Thirdly, for explicit or implicit objectives, the system infers, from the input it receives, how to generate outputs (such as predictions, content, recommendations or decisions) that can influence physical or virtual environments. This capability to infer refers to a capability of AI systems to derive models or algorithms from inputs or data. The capacity of an AI system to infer transcends basic data processing and enables learning, reasoning or modelling.
General-purpose AI
The EU AI Act also regulates general-purpose AI, across two separate categories: general-purpose AI models and general-purpose systems.
The concept of general-purpose AI models covers any AI model that displays significant generality and is capable of competently performing a wide range of distinct tasks regardless of the way the model is placed on the market and that can be integrated into a variety of downstream systems or applications. It excludes AI models that are used for research, development or prototyping activities before they are released on the market.
The general-purpose AI models category is clearly set apart from the notion of "AI systems" to enable legal certainty. These models are typically trained on large amounts of data, through various methods, such as self-supervised, unsupervised or reinforcement learning. The definition is based on the key functional characteristics of a general-purpose AI model. Such characteristics includes the generality and the capability to competently perform a wide range of distinct tasks.
General-purpose AI systems are based on a general-purpose AI model and have the capability to serve a variety of purposes, both for direct use as well as for integration in other AI systems.

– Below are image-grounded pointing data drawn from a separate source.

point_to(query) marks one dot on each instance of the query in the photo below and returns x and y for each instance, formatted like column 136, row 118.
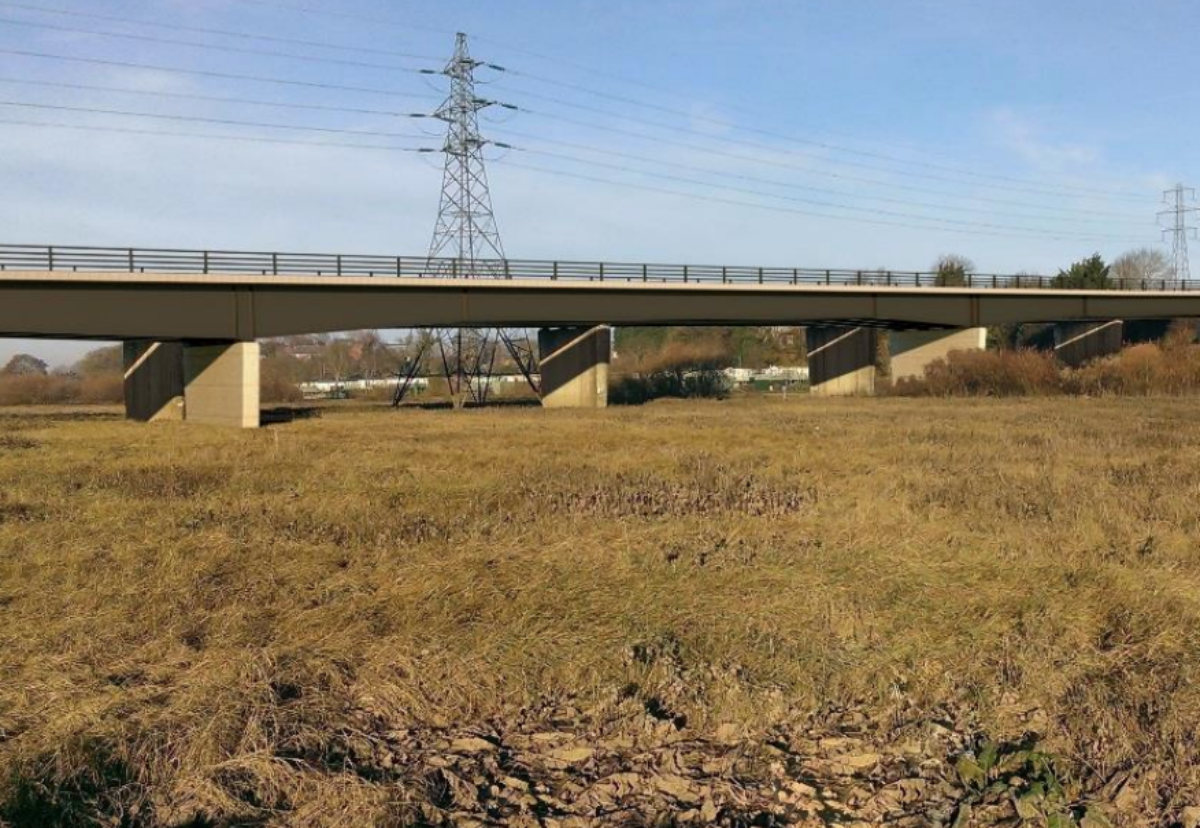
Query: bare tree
column 952, row 271
column 25, row 365
column 1140, row 268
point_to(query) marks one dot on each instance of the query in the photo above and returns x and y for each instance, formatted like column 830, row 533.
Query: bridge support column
column 1077, row 342
column 574, row 366
column 841, row 360
column 913, row 351
column 221, row 383
column 154, row 381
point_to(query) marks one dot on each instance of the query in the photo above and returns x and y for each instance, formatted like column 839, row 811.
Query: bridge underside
column 225, row 309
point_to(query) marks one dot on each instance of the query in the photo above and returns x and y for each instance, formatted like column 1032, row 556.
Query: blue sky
column 869, row 133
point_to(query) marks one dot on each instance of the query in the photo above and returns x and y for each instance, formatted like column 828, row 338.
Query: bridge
column 190, row 319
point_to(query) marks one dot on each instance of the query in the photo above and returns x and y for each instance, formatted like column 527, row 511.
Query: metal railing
column 165, row 261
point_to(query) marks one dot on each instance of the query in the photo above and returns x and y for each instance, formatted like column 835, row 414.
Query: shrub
column 60, row 389
column 1170, row 369
column 990, row 373
column 679, row 370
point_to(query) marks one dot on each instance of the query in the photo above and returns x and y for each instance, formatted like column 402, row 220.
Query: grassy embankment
column 384, row 617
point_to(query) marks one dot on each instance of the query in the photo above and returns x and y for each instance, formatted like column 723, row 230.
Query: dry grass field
column 808, row 612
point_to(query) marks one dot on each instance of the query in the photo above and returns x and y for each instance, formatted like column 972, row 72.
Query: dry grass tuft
column 707, row 613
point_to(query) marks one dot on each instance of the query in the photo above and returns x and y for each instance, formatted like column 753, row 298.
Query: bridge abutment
column 841, row 360
column 912, row 352
column 221, row 383
column 154, row 381
column 1077, row 342
column 574, row 366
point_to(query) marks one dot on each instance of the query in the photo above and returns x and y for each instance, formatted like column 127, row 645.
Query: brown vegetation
column 1171, row 369
column 708, row 613
column 59, row 389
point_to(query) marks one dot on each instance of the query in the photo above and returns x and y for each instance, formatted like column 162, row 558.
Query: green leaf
column 1027, row 805
column 970, row 772
column 988, row 755
column 1095, row 817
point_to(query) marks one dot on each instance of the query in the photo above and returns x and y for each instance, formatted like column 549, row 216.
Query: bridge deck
column 109, row 305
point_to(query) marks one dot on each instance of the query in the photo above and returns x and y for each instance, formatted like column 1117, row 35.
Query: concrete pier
column 841, row 360
column 1077, row 342
column 221, row 384
column 154, row 381
column 574, row 366
column 913, row 351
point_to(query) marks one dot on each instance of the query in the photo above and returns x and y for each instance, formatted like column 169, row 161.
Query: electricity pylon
column 467, row 244
column 1180, row 213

When a general-purpose AI model is integrated into or forms part of an AI system, this should be considered to be general-purpose AI system when, due to this integration, it has the capability to serve a variety of purposes. A general-purpose AI system can be used directly or it may be integrated into other AI systems.
Union law synergy
The EU AI Act's rules on placing on the market, putting into service and using or deploying high-risk AI systems are laid down consistently with the European Union's new legislative framework (NLF) adopted in 2008.

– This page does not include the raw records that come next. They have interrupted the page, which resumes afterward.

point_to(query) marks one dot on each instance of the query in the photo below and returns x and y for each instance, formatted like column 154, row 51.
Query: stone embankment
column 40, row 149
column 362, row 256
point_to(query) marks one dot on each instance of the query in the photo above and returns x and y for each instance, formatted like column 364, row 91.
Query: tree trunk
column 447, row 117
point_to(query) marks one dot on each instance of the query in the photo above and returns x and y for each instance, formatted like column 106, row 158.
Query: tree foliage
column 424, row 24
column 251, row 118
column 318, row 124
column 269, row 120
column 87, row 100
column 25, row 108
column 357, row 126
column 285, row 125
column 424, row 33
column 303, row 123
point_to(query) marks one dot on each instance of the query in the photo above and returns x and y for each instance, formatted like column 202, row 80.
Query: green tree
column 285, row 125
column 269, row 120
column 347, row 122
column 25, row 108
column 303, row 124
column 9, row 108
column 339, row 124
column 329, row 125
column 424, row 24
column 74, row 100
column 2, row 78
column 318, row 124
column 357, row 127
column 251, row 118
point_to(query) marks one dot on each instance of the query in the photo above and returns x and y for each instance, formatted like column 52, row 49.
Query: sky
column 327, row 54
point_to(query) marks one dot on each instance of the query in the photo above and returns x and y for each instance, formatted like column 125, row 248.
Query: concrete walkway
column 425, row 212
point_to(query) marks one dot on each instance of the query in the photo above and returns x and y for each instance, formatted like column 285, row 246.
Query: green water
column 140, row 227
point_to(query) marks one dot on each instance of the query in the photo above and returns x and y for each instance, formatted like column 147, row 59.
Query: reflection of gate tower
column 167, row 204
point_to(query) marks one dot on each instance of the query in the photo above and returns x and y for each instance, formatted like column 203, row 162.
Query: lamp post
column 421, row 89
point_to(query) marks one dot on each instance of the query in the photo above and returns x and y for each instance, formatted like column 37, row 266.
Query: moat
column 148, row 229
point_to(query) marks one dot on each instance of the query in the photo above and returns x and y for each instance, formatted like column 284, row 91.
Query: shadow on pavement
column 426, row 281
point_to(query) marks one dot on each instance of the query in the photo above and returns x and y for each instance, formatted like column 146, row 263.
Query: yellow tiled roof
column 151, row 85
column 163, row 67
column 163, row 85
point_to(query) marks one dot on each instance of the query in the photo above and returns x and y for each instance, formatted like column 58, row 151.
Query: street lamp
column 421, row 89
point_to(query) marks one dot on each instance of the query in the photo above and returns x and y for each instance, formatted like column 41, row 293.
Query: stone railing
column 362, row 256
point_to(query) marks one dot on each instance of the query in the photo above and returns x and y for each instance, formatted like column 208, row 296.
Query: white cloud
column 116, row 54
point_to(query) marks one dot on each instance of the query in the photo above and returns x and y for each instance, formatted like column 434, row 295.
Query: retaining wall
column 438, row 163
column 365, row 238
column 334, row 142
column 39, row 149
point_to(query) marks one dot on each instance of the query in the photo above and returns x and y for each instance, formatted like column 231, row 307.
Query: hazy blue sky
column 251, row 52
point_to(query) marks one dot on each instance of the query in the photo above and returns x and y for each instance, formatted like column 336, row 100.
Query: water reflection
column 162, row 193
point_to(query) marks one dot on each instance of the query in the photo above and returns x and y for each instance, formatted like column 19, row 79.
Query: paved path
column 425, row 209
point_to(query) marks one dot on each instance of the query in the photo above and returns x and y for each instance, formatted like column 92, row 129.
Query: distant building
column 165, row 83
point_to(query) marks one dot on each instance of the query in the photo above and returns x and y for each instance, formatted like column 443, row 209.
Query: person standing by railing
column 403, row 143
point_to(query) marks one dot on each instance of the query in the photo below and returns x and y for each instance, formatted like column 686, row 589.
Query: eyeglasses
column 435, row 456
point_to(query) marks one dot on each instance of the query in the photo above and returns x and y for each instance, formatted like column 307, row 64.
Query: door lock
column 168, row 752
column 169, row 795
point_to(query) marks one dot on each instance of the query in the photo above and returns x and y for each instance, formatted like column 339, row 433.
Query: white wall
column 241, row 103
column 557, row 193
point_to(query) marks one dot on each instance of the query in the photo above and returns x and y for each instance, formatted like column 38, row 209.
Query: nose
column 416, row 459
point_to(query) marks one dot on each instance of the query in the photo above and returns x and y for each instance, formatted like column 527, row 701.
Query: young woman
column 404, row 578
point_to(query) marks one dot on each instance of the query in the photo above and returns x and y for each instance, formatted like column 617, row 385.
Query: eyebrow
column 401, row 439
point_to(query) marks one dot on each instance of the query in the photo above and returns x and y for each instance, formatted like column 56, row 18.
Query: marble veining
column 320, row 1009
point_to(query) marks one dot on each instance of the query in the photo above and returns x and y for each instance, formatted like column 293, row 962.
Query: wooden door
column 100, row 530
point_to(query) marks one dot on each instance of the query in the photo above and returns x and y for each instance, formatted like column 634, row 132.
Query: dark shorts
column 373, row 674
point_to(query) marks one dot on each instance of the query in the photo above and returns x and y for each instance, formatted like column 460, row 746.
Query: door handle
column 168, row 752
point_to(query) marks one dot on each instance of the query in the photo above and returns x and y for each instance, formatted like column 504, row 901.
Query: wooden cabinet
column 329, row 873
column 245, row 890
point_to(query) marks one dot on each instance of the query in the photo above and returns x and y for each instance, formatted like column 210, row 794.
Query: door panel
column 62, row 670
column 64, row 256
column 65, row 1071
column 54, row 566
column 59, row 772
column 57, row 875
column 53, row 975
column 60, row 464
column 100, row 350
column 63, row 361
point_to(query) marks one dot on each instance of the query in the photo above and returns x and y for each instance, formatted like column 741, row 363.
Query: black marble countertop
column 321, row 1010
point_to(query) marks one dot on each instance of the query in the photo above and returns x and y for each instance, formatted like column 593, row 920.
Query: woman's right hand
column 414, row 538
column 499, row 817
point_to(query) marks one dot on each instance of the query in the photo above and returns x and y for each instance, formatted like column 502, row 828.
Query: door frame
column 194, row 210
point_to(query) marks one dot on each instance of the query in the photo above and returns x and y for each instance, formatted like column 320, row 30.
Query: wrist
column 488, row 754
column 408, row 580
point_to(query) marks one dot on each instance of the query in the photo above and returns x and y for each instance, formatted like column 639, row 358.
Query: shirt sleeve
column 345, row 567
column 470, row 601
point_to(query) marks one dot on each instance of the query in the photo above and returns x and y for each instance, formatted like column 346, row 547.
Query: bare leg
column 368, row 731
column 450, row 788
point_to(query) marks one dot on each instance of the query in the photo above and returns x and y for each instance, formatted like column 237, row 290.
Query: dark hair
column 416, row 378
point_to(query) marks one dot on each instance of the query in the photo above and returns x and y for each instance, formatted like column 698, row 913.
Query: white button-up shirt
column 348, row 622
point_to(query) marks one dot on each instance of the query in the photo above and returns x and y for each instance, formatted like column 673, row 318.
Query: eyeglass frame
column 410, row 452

The new AI regulation follows the same NLF horizontal principles as so-called "industrial goods", such as construction products, personal protective equipment, radio equipment, medical devices, gas appliances, measuring instruments and many other technologies that must bear the CE-marking of conformity in accordance with EU laws.
In a nutshell, the EU's approach towards regulating AI is to consider AI systems as any other industrial products, while introducing new and AI-specific obligations that are crafted around its digital nature and address its potential unpredictability.
This position suggests a simultaneous and complementary application of various EU legislative acts.
Osborne Clarke comment
The EU AI Act aims to cover a broad range of industries but its effect on life sciences and healthcare holds particular weight.
But the combination of regulatory instruments may prove challenging for life sciences technologies that currently follow existing EU NLF regulations; for example, applicable machinery, medical devices, or low-voltage regulations. Some of these will soon be captured by the upcoming EU AI Act, as they contain one or more high-risk AI systems.
The regulation intends to minimise the burden on operators and avoid any possible duplication. For high-risk AI systems related to products which are covered by existing EU NLF legislation, the compliance of those AI systems with the requirements of the EU AI act would be assessed as part of the conformity assessment already provided for in the applicable NLF law. The true test will lie in whether coordinating these assessments, including with conformity assessment bodies, becomes a seamless endeavour.
The EU AI Act is without prejudice to existing Union law – in particular on data and consumer protection, fundamental rights, employment and protection of workers, and product safety – to which the regulation is complementary.